I enjoyed my months with Helen in New Ilium while that city rebuilt itself, the Greeks helping after the agreement with Hector that the Trojans would help them build their long ships in return, once the city’s walls were up again. Once the city lived again.

It never died. You see, Ilium—Troy—was its people… Hector, Helen, Andromache, Priam, Cassandra, Deiphobus, Paris… hell, even that ornery Hypsipyle. Some of those people died, but some survived. The city lived as long as they did. Virgil understood that.

So I can’t be Homer for you and I can’t even be Virgil telling the tale from the time of the fall of Troy… not enough time has passed for that part to become much of a story, although I hear that might be changing. I’ll be watching and listening as long as I am living.

But I live here now. In Ardis Town.

Not Ardis. A big house has gone back up on the broad meadow far up the hill a mile and a half from the old fax pavilion, a big house very near where Ardis Hall once rose, and Ada lives there yet with her family, but this place is Ardis Town, no longer Ardis.

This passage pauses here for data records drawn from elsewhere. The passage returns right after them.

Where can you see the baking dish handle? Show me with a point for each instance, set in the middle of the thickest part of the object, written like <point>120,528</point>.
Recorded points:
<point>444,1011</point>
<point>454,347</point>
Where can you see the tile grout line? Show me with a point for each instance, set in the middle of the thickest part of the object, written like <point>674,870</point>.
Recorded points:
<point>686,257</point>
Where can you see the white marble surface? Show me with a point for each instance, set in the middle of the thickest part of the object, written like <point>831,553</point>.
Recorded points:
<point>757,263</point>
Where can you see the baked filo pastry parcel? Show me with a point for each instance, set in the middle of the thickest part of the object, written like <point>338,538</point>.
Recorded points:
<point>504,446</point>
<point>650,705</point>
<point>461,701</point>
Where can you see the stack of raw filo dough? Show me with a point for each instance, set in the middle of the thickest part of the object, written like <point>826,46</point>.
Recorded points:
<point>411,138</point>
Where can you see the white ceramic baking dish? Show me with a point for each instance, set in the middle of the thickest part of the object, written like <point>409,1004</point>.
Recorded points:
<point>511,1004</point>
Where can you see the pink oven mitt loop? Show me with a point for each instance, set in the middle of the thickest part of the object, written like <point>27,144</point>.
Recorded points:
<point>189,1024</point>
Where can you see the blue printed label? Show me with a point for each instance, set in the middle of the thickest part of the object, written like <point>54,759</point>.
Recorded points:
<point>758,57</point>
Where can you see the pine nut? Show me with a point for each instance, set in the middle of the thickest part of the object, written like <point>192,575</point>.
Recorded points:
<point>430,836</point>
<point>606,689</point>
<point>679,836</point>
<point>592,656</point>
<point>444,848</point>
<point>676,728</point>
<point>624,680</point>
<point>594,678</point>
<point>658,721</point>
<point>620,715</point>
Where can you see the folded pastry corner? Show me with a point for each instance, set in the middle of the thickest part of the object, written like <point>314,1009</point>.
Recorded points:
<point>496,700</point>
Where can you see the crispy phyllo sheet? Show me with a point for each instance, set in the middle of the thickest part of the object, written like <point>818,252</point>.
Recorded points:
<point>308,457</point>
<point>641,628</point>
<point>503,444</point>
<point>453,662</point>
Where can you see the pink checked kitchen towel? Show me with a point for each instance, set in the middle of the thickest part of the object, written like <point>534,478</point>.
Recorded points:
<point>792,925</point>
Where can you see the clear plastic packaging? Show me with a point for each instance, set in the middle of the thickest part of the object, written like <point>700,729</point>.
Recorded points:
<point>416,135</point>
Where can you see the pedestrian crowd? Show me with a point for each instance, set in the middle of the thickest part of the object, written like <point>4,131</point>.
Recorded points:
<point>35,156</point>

There are a few more than twenty-eight thousand of us here in Ardis Town now, according to the last tax census—taken just five months ago. There is a community up on the hill, scattered around Ada’s new home of Ardis House, but most of the town is down here, spread along the new road that runs from the fax pavilion down along the river. Here is where the mills are, and the real marketplace, and the tanners’ smelly buildings, and the printing press and paper, and too many bars and whorehouses, and two synagogues, and one church that might best be described as the First Church of Chaos, and some good restaurants, and the stockyards—which smell almost as bad as the tannery—and a library (I helped bring that into being) and a school, although most of the children still live in or around Ardis House. Most of the students in our Ardis Town are adults, learning to read and write.

About half our residents are Greek and half are Jewish. They tend to get along. Most days.